Canteen gemsWe hunt down good eats at three Singapore Armed Forces (SAF) canteens. Don’t read this on an empty stomach.
// Story Teo Jing Ting
// PHOTOS Chua Soon Lye
Just like nenek's
Fauzia Muslim Delight
Sungei Gedong Camp
It's only 11.30am and there's already a queue at Mdm Fauziah Marican's stall at Sungei Gedong Camp.
Formerly a cooking assistant at a hotel, Mdm Fauziah left that job to look after her children full-time but her passion for cooking remained. In 2001, she and her husband decided to open Fauzia Muslim Delight after their children grew up.
Ask about her best sellers and the spritely 60-year-old proudly cites her chicken cutlet and mee soto (spicy noodle soup).

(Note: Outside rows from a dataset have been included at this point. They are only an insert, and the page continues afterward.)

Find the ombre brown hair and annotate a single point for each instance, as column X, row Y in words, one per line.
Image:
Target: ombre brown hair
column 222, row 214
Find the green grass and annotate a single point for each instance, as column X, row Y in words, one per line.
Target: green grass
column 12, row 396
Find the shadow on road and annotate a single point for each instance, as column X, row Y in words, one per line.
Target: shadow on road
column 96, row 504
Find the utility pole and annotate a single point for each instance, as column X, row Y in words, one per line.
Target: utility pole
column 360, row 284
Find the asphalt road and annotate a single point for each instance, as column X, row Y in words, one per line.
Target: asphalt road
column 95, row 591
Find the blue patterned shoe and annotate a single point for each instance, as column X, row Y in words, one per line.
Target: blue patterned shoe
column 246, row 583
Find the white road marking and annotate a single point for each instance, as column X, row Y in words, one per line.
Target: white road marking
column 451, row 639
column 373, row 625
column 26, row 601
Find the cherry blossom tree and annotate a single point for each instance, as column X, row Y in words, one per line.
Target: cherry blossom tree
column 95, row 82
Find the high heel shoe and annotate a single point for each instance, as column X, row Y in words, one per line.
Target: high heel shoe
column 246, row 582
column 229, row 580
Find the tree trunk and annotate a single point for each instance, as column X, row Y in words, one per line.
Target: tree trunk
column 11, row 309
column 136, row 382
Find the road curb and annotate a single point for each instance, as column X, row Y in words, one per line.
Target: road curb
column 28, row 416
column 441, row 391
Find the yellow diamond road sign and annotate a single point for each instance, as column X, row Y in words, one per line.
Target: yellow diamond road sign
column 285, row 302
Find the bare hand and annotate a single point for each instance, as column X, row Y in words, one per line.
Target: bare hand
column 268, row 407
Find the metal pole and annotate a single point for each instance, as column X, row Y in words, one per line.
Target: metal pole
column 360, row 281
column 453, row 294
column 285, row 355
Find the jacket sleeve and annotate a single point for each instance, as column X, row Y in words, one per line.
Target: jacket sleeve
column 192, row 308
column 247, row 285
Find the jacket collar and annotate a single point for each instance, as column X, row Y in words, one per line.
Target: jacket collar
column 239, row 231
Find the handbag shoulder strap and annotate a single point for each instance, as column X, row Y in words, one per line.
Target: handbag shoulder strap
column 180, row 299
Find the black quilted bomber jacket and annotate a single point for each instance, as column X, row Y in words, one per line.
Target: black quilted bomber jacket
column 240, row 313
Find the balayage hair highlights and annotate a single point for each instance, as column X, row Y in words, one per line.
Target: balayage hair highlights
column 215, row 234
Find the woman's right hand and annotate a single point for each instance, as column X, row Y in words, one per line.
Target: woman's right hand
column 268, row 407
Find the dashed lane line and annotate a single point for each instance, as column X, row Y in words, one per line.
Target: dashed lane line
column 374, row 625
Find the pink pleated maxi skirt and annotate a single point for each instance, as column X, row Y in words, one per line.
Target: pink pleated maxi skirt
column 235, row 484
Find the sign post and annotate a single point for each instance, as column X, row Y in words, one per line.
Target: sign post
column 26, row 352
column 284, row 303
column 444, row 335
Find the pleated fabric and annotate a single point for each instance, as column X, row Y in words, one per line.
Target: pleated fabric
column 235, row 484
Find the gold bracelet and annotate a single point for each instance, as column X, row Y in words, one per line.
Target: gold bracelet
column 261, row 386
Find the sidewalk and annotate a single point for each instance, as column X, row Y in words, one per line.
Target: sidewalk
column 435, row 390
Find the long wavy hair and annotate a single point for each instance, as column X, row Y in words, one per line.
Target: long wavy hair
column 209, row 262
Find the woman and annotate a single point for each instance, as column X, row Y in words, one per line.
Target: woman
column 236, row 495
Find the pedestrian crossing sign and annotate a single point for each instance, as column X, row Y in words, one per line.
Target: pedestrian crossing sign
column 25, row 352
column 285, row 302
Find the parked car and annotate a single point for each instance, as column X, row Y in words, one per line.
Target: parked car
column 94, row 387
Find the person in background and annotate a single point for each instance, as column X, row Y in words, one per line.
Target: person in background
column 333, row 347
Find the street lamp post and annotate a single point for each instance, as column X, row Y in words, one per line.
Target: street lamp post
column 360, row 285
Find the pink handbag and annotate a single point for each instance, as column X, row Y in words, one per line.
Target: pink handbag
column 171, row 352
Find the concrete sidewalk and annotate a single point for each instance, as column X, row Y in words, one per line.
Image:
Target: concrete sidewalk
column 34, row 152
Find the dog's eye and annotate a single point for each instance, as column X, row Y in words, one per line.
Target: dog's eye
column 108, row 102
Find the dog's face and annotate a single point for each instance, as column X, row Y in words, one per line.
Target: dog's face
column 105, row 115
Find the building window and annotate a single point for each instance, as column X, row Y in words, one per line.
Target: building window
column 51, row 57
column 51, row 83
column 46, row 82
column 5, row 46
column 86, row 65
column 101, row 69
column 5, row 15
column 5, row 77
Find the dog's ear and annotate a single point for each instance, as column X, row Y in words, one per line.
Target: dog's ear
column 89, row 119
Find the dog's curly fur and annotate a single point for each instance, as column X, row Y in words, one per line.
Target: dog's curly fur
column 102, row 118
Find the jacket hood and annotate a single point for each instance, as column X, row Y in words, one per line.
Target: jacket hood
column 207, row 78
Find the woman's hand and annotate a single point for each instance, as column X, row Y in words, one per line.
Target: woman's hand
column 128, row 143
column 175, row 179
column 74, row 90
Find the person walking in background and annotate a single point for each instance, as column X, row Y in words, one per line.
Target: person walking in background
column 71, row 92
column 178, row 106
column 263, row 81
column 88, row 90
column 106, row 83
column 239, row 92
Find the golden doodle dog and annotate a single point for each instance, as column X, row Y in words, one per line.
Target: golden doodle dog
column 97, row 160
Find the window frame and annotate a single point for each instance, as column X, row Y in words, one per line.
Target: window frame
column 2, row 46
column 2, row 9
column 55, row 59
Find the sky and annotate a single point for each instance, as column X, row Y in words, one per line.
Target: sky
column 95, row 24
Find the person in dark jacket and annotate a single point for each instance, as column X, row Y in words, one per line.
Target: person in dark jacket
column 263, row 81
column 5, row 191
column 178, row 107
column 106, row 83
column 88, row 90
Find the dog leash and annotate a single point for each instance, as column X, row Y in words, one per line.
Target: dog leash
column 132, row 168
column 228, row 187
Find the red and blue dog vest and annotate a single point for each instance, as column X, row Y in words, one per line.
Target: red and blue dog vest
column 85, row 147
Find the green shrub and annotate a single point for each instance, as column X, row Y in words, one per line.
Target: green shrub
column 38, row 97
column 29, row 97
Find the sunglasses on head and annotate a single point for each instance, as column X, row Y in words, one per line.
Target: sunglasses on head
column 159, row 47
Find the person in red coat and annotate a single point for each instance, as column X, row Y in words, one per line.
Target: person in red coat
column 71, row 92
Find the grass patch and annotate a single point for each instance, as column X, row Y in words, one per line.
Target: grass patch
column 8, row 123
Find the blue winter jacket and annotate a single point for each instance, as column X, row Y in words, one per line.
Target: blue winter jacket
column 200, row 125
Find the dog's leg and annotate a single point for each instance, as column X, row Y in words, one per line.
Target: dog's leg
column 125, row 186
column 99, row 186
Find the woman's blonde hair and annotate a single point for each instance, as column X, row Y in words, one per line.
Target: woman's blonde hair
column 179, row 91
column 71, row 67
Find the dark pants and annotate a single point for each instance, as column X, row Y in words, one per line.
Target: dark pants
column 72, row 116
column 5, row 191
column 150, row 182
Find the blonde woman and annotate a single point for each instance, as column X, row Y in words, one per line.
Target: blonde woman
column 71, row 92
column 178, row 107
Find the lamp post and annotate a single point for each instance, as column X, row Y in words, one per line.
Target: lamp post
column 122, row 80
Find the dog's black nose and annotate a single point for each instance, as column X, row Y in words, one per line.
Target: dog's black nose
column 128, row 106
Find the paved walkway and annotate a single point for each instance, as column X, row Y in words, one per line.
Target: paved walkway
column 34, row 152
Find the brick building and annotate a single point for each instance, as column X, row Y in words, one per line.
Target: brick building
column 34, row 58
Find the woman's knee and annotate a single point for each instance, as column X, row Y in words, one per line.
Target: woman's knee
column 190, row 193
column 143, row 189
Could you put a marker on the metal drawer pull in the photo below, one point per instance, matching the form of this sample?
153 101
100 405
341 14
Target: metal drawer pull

"The chicken cutlet recipe is mine. I marinate it with special ingredients and use my own flour to make it extra crispy," said Mdm Fauziah.
Over the years, she has adapted her food to cater to her health-conscious patrons. For instance, her mee soto broth is lighter and she tries to use leaner meat in her dishes.
The best part of her job? Becoming friends with her customers. "I see a lot of familiar NSmen (Operationally Ready National Servicemen) and they always say 'I'm back for your mee soto, outside not the same!'," said Mdm Fauziah.
"My heart is here. When I close the stall for a day, the boys will ask 'Aunty, why you never open your stall?' Aiyoh, I got attachment to this place already!"
"It's my favourite stall – the curry is flavourful, there's a wide selection and the food is affordable. I love their crispy chicken cutlet!"
Indian Western Fusion
Kranji Camp III
Operating hours: 8am–3pm
Soldiers at Kranji Camp III have it good. One of the camp's best-kept secrets is the Indian Western Fusion stall. Their bestsellers are the carbonara pasta and double beef burger.
The secret lies in the sauces, concocted by main cook Din Ibrahim. The 29-year-old comes in daily at 4.30am to prepare the ingredients for the day.
"I have to make laksa, tom yam, salted egg, carbonara and mushroom sauce. The chicken chop needs to be marinated overnight to infuse the flavours," said Mr Din, who previously worked as a cook at several fine-dining restaurants.
Aided by his parents, Mr Ibrahim Nawer, 57, and Mdm Halimah Saidali, 56, he has been cooking at the stall for five years.
"The In-Camp Training (ICT) guys will come back, tell us that they miss our food and ask why we don't open a stall outside. I tell them 'cos outside's more expensive!" laughed Mr Din.
"I'm happy serving the soldiers. What they want is for the food to be different from other camps and if they are happy, we are happy too."
"The chicken chop is tender and juicy, and the creamy mushroom sauce is good! The portions are filling and the prices are reasonable."
Taste of nostalgia
Nee Soon Camp
Operating hours: 6am–2pm
At Rice Talk, a Chinese rice stall located in Nee Soon Camp, a plate of chicken rice with egg costs just $2.50. Mr Lim Hwee Soong and Mdm Christina Tan, who run the stall, shared that it took more than two months to perfect the recipe for the dish.
The couple comes in at 3am daily to prepare the chicken. "Roasting a chicken takes time, and we have to air it for two hours before roasting so that the skin stays crispy," explained Mr Lim, 62, who has worked at several tze char restaurants.
The stall also serves a range of simple food such as luncheon meat, Taiwan sausage and fish fillet.
Other popular dishes include chicken cutlet and fried rice. The stall also offers free-flow sliced cucumbers, fried peanuts and pickled pineapple.
Located near the Army Deployment Force (ADF) barracks, the stall is frequented by ADF troopers. "The ADF boys are like my kids, they are very nice to us and they all call me mummy!" said Mdm Tan, 60, with a laugh. "They invite us for their weddings and we see them growing from boys to (becoming) fathers. In that sense, it is like I'm cooking for my own family members."
"I love their curry, which is not too spicy. Their dishes are homely and I usually buy my lunch from them."